Por meio da transação, é possível atingir o mesmo objetivo de uma forma bem mais justa do ponto de vista fiscal, já que um de seus princípios orientadores é a capacidade de pagamento do contribuinte. Assim, para fazer jus aos benefícios da transação no âmbito federal - que também envolvem descontos e parcelamento - o contribuinte deve comprovar que teve a queda no seu faturamento/receita e que, em função disso, não tem condições de quitar integralmente a dívida.
Desde o advento da pandemia, foram várias as iniciativas do governo federal para socorrer as empresas com dificuldades financeiras por meio da transação. Todas estabeleceram, como um dos requisitos de adesão, a capacidade de pagamento do contribuinte, “considerando o impacto da pandemia causada pelo coronavírus (Covid-19) na capacidade de geração de resultados da pessoa jurídica ou no comprometimento da renda das pessoas físicas” (artigo 3º, §2º, da Portaria PGFN nº 14.402/2020).
A última delas, prevista no Edital PGDAU nº 2/2023, mantém a mesma lógica ao vincular a possibilidade de concessão de descontos apenas aos créditos considerados irrecuperáveis ou de difícil recuperação, seguindo classificação estabelecida pela Procuradoria-Geral da Fazenda Nacional. Dito de outra forma, se o contribuinte não sofreu redução em sua capacidade de pagamento em razão da pandemia de Covid ou se ele tem total condições de quitar sua dívida em seu valor original, ele não poderá obter descontos, podendo, no máximo, pleitear um parcelamento.
O Estado de São Paulo também vem fazendo opção pelo instrumento da transação como forma de regularização fiscal desde que foi autorizada pela lei estadual nº 17.293/2020. De lá pra cá, foram publicados seis editais pela Procuradoria-Geral do Estado de São Paulo veiculando propostas de transação, todas elas vinculadas a certo perfil de contribuinte (empresas em recuperação judicial ou EPP e ME) ou ao grau de recuperabilidade da dívida.

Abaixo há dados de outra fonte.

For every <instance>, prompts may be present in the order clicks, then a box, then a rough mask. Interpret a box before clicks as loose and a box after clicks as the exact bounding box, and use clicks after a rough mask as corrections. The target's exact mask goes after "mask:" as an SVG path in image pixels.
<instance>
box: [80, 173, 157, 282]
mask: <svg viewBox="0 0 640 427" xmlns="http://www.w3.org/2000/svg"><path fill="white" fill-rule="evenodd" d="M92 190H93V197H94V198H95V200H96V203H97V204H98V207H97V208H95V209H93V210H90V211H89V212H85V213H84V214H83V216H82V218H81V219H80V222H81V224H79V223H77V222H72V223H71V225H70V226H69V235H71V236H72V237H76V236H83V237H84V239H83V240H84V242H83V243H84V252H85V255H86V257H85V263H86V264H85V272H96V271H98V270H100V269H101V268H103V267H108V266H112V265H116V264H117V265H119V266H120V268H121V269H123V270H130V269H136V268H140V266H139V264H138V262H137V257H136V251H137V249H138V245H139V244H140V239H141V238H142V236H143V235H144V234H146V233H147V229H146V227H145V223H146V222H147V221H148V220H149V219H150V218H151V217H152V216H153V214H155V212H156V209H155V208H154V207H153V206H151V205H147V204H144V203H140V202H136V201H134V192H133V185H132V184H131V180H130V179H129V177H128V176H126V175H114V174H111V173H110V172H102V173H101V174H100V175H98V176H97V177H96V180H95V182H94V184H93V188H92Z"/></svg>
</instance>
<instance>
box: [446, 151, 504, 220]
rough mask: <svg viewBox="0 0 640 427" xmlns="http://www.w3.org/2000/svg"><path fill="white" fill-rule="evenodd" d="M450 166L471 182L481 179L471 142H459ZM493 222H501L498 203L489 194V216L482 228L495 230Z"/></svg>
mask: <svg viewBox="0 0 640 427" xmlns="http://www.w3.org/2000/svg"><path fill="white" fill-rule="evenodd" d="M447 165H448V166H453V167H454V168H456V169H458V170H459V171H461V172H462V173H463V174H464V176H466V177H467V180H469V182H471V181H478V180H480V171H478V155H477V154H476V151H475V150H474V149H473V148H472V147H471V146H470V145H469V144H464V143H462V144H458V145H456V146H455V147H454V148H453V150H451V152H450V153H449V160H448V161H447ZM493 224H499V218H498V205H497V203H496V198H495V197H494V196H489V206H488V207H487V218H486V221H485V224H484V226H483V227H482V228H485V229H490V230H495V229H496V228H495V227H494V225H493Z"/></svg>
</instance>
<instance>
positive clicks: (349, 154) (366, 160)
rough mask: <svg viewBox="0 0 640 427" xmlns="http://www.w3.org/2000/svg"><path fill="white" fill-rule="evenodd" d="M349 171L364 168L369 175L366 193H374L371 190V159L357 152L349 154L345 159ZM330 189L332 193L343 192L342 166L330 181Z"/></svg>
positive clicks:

Isso porque o artigo 54, inciso VI, daquela lei, condiciona a concessão dos benefícios de desconto e/ou parcelamento da dívida ao seu grau de recuperabilidade, que leva em consideração, entre outras coisas, “a capacidade de solvência do devedor”.
Portanto, passou da hora de o governo do Estado do Espírito Santo lançar mão da transação tributária como instrumento de regularização fiscal para contribuintes em situação de dificuldades financeiras (em razão da pandemia ou não). Os resultados extremamente positivos das experiências dos governos federal e do Estado de São Paulo mostram que é possível socorrer os contribuintes necessitados sem estender benefícios a quem não precisa e, principalmente, a quem faz do inadimplemento tributário uma forma de financiamento ilícito das suas atividades, prejudicando não só os cofres públicos, mas também a sociedade e a livre concorrência.